16 Collegiate Programmers Left in TopCoder Contest
Allen Reitz writes: "Sixteen of the top collegiate programmers in the country are left to compete in the 2002 Sun Microsystems and TopCoder Collegiate Challenge. The semi-final and final rounds will take place at MIT on April 19-20, 2002 where all 16 contestants vie for the $100,000 prize. Four regional finalists and 12 'wild cards' make up the final 16 out of 512 that were selected to compete. The four regional finalists include:
Ben Wilhelm, Oberlin College;
Trayton Otto Georgia Institute of Technology;
Tom Sirgedas, University of Michigan-Ann Arbor; Dan Adkins, University of California-Berkeley.
Other schools that are sending contestants include: Cal. Tech, Stanford, Univ. of Minn., Virginia Tech, MIT, Michigan Tech, Purdue and the University of Central Florida.
If you live in the Boston area and are interested in viewing a programming competition, feel free to stop by the University Park Hotel at MIT on April 19th or view the finals on April 20."
You've got 75 minutes to do 3 problems and you lose points (from the maximum possible) continuously while working on a problem. So it's very heavily speed weighted. Then, if any test case a competitor or judge comes up with causes your program to give a wrong answer or takes too long to answer (one wrong case = fail system test), you lose all points for that problem.
Well, I spend some time reading over the site. I saw a few things that I didn't really like (that turned me off from trying it)
1) You have to code in this one window that seems to have the problem pinned to the top of it. In a Java applet. With a half assed vi. I'd want to be able to code the thing in vim (or editor of choice), in multiple windows. I know as a programmer I am attached to the way I code (and really attached to regex searches and s/xxx/yyy in vi) and wouldn't want to code on a time limit in an awkward environment.
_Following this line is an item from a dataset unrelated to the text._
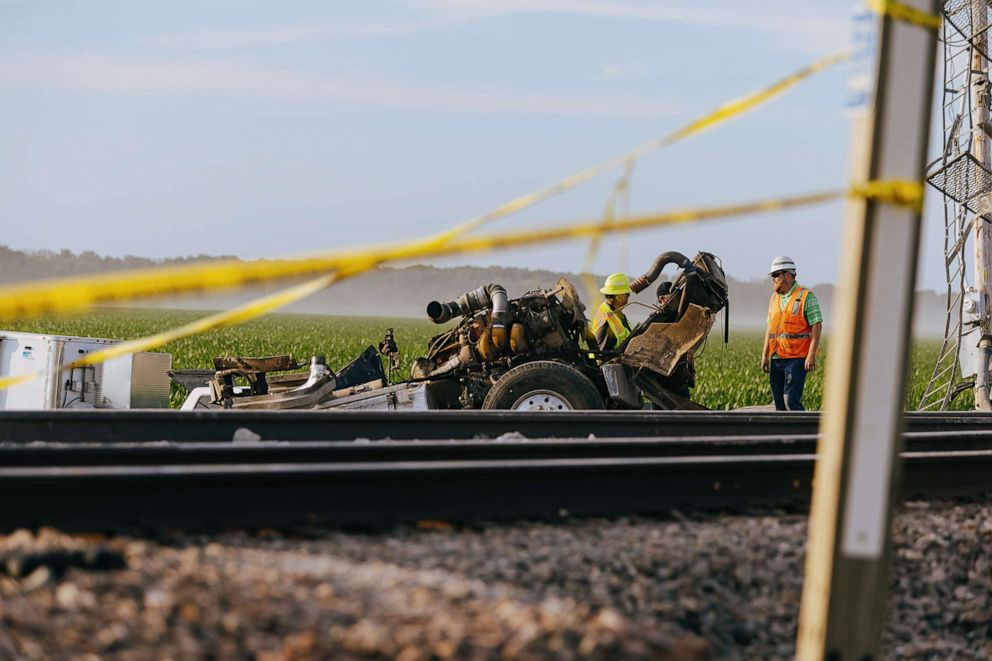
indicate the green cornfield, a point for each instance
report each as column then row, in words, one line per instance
column 729, row 376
2) It says if you use C++, you are restricted to using C++ strings (null terminated char * I guess?) which is cool, but vectors must be STL Vectors. Why not let you do what ever you want (i.e. vectors are just arrays)
3) It seems like it gives you the classes/methods you should use. I see this makes judging it simpler, but it seems sort of like CS 101 projects on a time limit. I don't like coding into someone elses architecture, or worrying about using classes well when I am doing a quick and dirty solution and just want to hack out some procedural stuff.
Overall, I see what they are trying to accomplish, and I guess it would work. Like putting rules on any arbitratry activity, it allows for good competition, but limits people. I personally like the idea of the programming competitions we had way back in High School better - a team of 4 picks a language from 3 or 4, designates one person as a coder, gets 10 or so problems or reasonable difficulty with nothing more than a description and requirements, and has 4 or 6 hours to code solutions to as many as possible correctly. There you aptitude with the chosen language, understanding the limitations and advantages of your language, your collective skill at architecting innovative solutions, and the make up of your team all made a big difference. Being able to code correctly and quickly was just a benefit - but finding solutions to difficult problems that were elegant and efficient was most important. And in my experience, while coding quickly and aptly make a big difference, someone with a mastery of all the constructs of a language isn't worth their salt if they can't envision a solution. This contest seems to concentrate more on the coding than the problem solving. (Hence the name TopCoder I guess). An interesting competition, but not something I would spend my precious non-work coding hours on.
If someone who has participated could provide insight to any of this, please do - I am interested to know if I am misunderstanding any/all of this.